The war on Libya was based on quite a few foundational lies mired in racism and colonialism. One being that there was a genocide going on in Libya waged by Gaddafi and forces loyal to him. Another was that Gaddafi was giving Viagra to Black Libyans to go out and commit mass rape. We also heard stories about Gaddafi indiscriminately “killing his own people” in
the suppression of a “popular revolution” and the all-time liberal imperialist favorite “for democracy and freedom from dictatorship.”

There were many more lies told about Libya on the eve of its destruction, but these were the most prominent ones as they still linger today in many political circles even those that consider themselves to be “revolutionary.”

All of these lies were not true or even half-truths at best. There was no genocide when Gaddafi was in power, but we do know that there was genocidal violence against Black Libyans and mass lynchings carried out by the so-called “rebels” that the U.S. was backing at the time. One has to wonder, where was the bourgeois press then? Where was their “outrage” and chastisement for the world “turning a blind eye.” A year after the conflict began, some news outlets reported on the forced feeding of Black Libyans “the flag of Gaddafi,” at the hand of the rebels.  The flag symbolized the nationalist revolution in 1969 led by Gaddafi, which kicked out U.S. imperialism’s bases and nationalized some of the commanding heights of the economy to create social welfare benefits for Libyan workers and farmers leading to the highest levels of human development in all of Africa.

Anti-imperialism at home and abroad

On Nov. 18 in Paris, hundreds of protesters, mainly led by young Black people, demonstrated in front of the Libyan Embassy in central Paris. They were met by police repression as they denounced the re-introduction of slavery in Libya. Protestors had signs that read “Free our brothers” and “Put an End to the slavery and concentration camps in Libya.”

These brave young activists, many of them young Black people, are on the right path. We must follow in their footsteps and build the struggle. According the the New York Times, one protester stated: “We have to mobilize — we can’t let this kind of thing happen. Did we really need to see such shocking pictures before taking a stand? I don’t think so?”

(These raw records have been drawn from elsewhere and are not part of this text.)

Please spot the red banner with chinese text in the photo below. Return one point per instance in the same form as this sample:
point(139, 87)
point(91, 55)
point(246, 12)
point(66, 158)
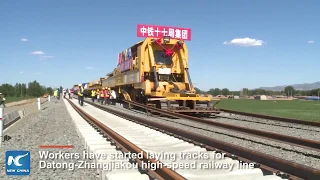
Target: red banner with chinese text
point(144, 30)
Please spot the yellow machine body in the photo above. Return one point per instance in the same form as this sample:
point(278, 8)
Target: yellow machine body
point(154, 76)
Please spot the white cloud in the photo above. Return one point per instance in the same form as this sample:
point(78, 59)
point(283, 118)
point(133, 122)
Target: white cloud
point(46, 57)
point(37, 53)
point(245, 42)
point(90, 68)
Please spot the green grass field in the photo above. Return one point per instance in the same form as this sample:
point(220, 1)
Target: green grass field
point(297, 109)
point(14, 99)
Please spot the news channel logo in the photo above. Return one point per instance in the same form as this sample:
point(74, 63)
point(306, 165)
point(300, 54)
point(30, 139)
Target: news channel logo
point(18, 163)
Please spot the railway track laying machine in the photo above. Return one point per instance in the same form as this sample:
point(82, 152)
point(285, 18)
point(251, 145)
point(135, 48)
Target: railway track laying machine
point(155, 72)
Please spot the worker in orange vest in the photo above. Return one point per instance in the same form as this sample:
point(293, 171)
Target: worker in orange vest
point(98, 95)
point(102, 95)
point(107, 97)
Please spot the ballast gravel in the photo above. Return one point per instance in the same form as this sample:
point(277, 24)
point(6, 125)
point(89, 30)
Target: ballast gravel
point(51, 126)
point(284, 151)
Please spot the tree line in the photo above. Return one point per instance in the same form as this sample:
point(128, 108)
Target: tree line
point(34, 89)
point(288, 91)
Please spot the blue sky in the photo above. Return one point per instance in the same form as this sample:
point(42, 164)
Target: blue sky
point(80, 39)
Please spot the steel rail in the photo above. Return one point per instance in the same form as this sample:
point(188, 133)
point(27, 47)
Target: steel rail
point(274, 118)
point(295, 141)
point(267, 162)
point(125, 145)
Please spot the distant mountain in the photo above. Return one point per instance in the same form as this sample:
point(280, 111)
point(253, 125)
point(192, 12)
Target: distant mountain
point(305, 86)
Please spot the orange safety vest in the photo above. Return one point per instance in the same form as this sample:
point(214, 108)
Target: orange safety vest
point(107, 94)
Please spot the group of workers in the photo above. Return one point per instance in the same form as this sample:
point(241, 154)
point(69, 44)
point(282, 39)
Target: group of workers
point(102, 96)
point(2, 99)
point(56, 93)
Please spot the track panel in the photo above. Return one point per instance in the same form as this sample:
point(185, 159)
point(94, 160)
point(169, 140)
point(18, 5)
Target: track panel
point(155, 142)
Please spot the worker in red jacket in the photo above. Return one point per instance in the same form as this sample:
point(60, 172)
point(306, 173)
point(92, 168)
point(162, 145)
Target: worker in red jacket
point(107, 96)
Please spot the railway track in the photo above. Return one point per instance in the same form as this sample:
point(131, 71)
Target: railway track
point(235, 119)
point(273, 118)
point(294, 141)
point(267, 163)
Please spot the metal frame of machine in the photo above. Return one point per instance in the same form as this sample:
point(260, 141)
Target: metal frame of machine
point(155, 71)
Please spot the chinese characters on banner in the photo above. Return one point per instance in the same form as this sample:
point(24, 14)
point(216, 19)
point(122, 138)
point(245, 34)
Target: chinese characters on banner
point(160, 31)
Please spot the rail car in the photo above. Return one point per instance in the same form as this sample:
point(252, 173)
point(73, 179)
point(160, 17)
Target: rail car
point(156, 72)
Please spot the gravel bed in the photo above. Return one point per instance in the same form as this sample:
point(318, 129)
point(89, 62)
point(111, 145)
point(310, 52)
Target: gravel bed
point(275, 128)
point(52, 126)
point(236, 117)
point(296, 154)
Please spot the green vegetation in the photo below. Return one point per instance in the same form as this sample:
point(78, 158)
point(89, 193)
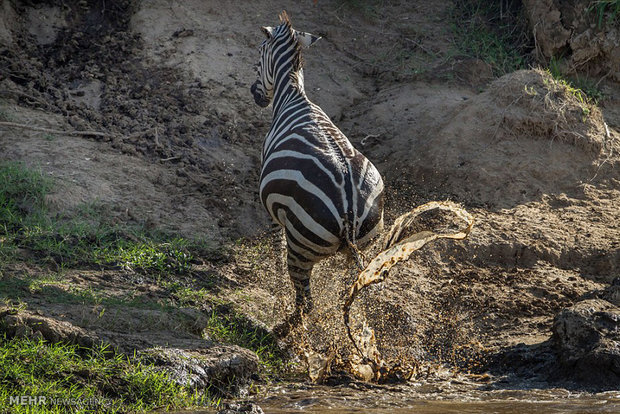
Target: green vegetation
point(98, 379)
point(229, 327)
point(583, 88)
point(493, 32)
point(84, 239)
point(602, 8)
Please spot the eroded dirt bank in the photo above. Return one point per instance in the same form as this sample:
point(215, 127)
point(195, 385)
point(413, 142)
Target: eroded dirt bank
point(167, 86)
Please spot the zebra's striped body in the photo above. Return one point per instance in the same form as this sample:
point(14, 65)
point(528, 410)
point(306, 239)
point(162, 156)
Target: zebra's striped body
point(314, 183)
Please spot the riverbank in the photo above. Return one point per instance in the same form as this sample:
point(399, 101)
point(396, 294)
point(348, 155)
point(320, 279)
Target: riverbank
point(136, 263)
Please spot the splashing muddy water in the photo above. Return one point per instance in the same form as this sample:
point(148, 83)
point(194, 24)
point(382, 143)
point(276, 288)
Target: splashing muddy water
point(458, 396)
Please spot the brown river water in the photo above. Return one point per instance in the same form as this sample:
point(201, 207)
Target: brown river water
point(457, 396)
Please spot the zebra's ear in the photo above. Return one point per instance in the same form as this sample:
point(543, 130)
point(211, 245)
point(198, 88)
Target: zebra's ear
point(268, 31)
point(306, 39)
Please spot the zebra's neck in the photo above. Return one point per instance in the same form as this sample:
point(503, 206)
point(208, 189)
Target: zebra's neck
point(289, 88)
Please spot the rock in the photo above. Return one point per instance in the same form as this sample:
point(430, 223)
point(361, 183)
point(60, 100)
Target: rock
point(241, 408)
point(220, 365)
point(612, 292)
point(24, 323)
point(587, 340)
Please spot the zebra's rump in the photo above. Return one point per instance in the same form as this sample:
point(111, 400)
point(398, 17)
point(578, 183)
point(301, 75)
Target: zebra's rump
point(321, 194)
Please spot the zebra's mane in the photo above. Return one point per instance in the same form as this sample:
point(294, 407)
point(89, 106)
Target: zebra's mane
point(286, 28)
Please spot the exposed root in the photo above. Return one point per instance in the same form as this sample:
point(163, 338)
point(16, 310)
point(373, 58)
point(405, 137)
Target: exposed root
point(370, 365)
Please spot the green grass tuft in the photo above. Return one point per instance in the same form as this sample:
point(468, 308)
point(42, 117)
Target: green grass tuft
point(229, 327)
point(98, 378)
point(29, 231)
point(489, 32)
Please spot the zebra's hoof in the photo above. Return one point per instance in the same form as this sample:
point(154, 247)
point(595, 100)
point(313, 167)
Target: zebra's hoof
point(284, 328)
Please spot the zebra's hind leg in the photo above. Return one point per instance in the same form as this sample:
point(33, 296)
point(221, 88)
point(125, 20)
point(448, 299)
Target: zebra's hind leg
point(299, 272)
point(301, 282)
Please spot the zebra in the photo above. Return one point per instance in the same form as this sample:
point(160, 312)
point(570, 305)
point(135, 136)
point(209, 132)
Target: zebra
point(324, 193)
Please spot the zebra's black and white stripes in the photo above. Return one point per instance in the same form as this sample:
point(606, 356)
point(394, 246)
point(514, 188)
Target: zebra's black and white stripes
point(314, 183)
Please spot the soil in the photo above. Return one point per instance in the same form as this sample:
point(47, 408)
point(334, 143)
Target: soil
point(167, 83)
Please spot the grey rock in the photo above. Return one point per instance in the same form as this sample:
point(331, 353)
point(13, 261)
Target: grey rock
point(587, 339)
point(218, 366)
point(241, 408)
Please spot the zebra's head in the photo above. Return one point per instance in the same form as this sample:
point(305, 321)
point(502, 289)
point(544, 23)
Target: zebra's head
point(280, 55)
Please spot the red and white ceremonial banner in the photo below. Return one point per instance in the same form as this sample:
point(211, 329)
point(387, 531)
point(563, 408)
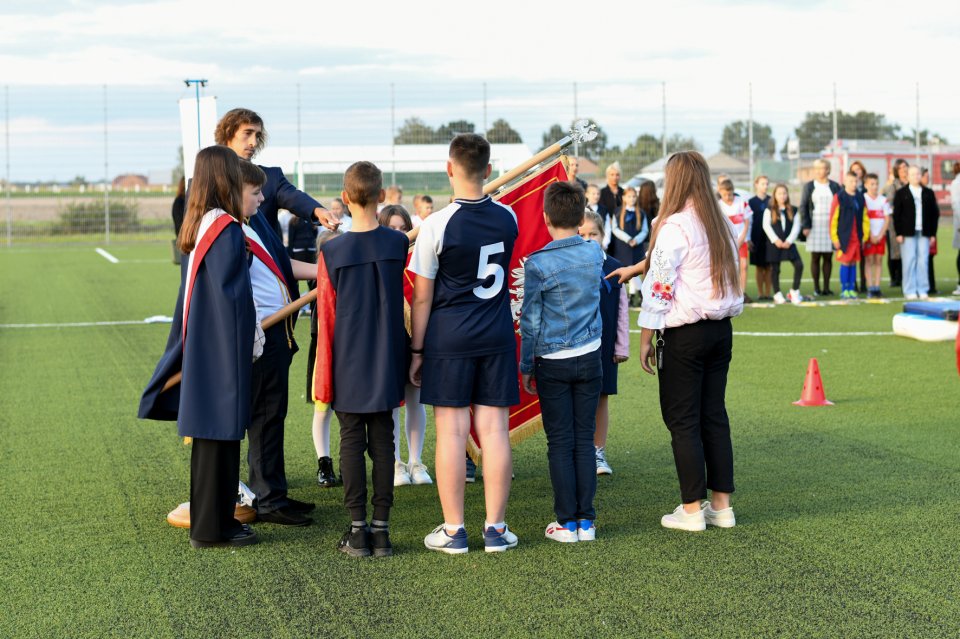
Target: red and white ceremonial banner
point(526, 200)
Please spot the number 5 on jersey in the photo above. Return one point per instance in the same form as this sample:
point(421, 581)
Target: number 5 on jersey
point(485, 269)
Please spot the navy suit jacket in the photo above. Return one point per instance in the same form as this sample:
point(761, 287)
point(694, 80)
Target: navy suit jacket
point(278, 193)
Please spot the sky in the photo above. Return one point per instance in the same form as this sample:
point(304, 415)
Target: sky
point(335, 64)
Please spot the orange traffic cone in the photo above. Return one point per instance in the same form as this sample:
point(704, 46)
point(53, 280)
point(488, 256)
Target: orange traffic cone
point(813, 387)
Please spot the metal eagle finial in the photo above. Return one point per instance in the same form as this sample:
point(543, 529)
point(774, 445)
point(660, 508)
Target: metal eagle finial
point(583, 131)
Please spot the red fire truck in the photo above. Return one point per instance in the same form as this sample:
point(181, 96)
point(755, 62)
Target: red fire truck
point(878, 157)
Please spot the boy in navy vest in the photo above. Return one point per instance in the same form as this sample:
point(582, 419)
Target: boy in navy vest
point(362, 346)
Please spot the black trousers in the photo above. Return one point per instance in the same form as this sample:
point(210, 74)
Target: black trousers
point(569, 390)
point(693, 383)
point(370, 433)
point(214, 474)
point(269, 390)
point(775, 274)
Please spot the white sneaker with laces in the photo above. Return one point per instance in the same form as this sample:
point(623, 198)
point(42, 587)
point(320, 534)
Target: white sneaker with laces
point(564, 534)
point(723, 518)
point(603, 468)
point(680, 519)
point(401, 476)
point(586, 530)
point(419, 475)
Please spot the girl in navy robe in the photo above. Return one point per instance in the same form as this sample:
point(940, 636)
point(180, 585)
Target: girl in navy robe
point(212, 342)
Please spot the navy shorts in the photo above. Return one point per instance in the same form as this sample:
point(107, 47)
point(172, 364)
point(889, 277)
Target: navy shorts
point(488, 380)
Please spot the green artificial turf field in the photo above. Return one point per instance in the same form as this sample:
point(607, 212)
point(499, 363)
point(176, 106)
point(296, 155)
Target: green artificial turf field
point(847, 519)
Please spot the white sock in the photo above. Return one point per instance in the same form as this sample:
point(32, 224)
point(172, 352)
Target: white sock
point(415, 426)
point(321, 432)
point(396, 436)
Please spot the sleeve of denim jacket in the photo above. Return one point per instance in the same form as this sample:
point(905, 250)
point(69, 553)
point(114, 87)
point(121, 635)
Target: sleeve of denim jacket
point(530, 313)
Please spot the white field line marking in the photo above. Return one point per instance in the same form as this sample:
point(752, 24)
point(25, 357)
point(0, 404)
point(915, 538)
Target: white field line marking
point(107, 256)
point(821, 334)
point(156, 319)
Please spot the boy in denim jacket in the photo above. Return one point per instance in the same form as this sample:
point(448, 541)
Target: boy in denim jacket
point(560, 329)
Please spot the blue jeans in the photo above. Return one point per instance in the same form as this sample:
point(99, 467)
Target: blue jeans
point(915, 252)
point(569, 391)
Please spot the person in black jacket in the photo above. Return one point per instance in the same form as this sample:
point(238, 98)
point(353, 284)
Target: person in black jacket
point(915, 219)
point(243, 131)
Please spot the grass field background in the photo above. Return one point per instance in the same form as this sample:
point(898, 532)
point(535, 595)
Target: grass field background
point(847, 516)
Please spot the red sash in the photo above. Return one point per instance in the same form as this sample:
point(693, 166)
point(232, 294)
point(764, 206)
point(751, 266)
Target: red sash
point(199, 252)
point(264, 257)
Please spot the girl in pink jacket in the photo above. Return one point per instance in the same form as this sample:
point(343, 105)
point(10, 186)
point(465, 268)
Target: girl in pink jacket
point(690, 292)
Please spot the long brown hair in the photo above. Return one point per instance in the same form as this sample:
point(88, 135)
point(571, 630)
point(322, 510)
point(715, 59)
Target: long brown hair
point(687, 183)
point(216, 184)
point(623, 206)
point(774, 206)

The destabilization of Libya by U.S., French, and British imperialism has led to the rise of ISIS, Boko Haram, and the migration crisis in Europe. Their actions have emboldened the far rightwing, which uses the declining imperialist economies to scapegoat immigrants and people of color to spread their racist lies to justify why they oppress us.

We stand with the Black African migrants and those enslaved in Libya and beyond as a result of the 2011 NATO war on the country. We must always remember that the enemy is at home and we must work to do all we can so that our own governments are held accountable for spurring on the destruction of sovereign and independent states.